The failure of the proposed rule to include a discussion of this change in the MEI prevents all affected parties from appropriate notice of the change and the opportunity to comment. Had we been given the opportunity to comment, we would have questioned the use of data that shows increased productivity in a year when the productivity of most physician practices has been reduced significantly by the need to counsel Medicare beneficiaries about the new prescription drug benefit and the availability of preventive services and to comply with the agency’s requests related to the Physician Voluntary Reporting Program (PVRP). In addition, we would have pointed out that our patients are typically frailer, have multiple chronic conditions and cognitive impairments that increase the time and effort required for counseling and patient education.

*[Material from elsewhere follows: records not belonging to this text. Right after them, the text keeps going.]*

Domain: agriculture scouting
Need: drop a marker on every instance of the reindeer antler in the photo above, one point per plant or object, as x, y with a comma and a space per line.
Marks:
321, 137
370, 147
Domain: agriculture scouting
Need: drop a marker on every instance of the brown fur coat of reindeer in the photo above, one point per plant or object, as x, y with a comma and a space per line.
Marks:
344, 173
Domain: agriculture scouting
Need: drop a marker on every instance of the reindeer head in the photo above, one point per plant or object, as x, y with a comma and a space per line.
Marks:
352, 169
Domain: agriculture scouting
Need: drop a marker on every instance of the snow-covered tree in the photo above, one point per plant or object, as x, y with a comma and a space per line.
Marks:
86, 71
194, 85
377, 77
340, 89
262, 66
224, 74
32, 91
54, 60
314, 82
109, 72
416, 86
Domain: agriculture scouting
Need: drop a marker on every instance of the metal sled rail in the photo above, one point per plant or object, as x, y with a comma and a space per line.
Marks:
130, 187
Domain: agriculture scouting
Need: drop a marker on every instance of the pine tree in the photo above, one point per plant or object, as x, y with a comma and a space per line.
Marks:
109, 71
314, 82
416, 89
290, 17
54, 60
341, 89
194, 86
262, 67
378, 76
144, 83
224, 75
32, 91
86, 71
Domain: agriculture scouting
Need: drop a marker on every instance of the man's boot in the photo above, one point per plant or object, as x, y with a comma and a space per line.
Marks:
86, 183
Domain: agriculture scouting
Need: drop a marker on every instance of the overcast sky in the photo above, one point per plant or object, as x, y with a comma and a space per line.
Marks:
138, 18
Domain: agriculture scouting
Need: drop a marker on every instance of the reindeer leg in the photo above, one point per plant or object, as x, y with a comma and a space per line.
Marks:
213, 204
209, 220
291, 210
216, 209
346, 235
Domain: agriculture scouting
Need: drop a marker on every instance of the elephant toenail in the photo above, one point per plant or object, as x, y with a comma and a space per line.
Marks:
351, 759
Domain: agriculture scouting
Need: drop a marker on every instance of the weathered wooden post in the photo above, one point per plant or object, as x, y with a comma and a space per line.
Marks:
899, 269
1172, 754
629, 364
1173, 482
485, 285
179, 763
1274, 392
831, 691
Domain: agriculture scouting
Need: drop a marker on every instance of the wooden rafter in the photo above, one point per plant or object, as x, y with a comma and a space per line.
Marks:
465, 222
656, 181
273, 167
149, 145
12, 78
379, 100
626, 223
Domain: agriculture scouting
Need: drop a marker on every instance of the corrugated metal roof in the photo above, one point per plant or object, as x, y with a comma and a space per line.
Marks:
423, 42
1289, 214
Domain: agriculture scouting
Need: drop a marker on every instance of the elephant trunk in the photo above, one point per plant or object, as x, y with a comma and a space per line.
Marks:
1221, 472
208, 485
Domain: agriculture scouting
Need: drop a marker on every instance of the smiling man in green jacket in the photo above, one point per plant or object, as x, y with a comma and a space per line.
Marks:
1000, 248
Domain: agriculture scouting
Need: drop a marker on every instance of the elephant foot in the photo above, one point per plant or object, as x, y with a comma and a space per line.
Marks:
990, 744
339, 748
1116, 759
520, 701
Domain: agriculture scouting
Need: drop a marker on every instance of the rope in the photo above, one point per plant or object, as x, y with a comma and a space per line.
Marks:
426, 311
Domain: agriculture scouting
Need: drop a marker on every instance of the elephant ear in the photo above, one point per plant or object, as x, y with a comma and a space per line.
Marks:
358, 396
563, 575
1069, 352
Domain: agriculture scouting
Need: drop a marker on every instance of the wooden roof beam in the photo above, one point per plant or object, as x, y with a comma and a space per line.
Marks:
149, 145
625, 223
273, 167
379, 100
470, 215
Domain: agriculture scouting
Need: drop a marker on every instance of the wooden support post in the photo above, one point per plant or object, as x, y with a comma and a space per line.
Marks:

We urge CMS to delay any changes in the MEI pending publication in the Federal Register of the proposed methodology for the MEI productive adjustment and the opportunity for interested parties to submit public comments.

Conclusion

In sum, the payment policies for the Medicare Physician Fee Schedule combined with the limited and discriminatory Medicare benefit for mental illness care can further burden Medicare beneficiaries and jeopardize their access to effective treatment. We are deeply troubled by the prospect of reduced payment for the services of geriatric psychiatrists at a time when there is evidence that these practices are struggling to remain financially viable. We believe that CMS should take every opportunity to exercise its discretion to expand access to psychiatric services for Medicare beneficiaries. We hope you will reconsider your options for updating the fee schedule and will join with us in asking Congress to replace the current SGR policy.

Thank you for this opportunity to comment on the proposed rule.

Sincerely,

Christine M. deVries
Executive Director

1. Medicare Payment Advisory Commission (MedPAC). “Report to the Congress: Medicare Payment Policy.” p. 97. March 2006.

2. Congressional Budget Office (CBO). “The Sustainable Growth Rate Formula for Setting Medicare’s Physician Payment Rates.” Economic and Budget Brief, September 6, 2006, p. 2.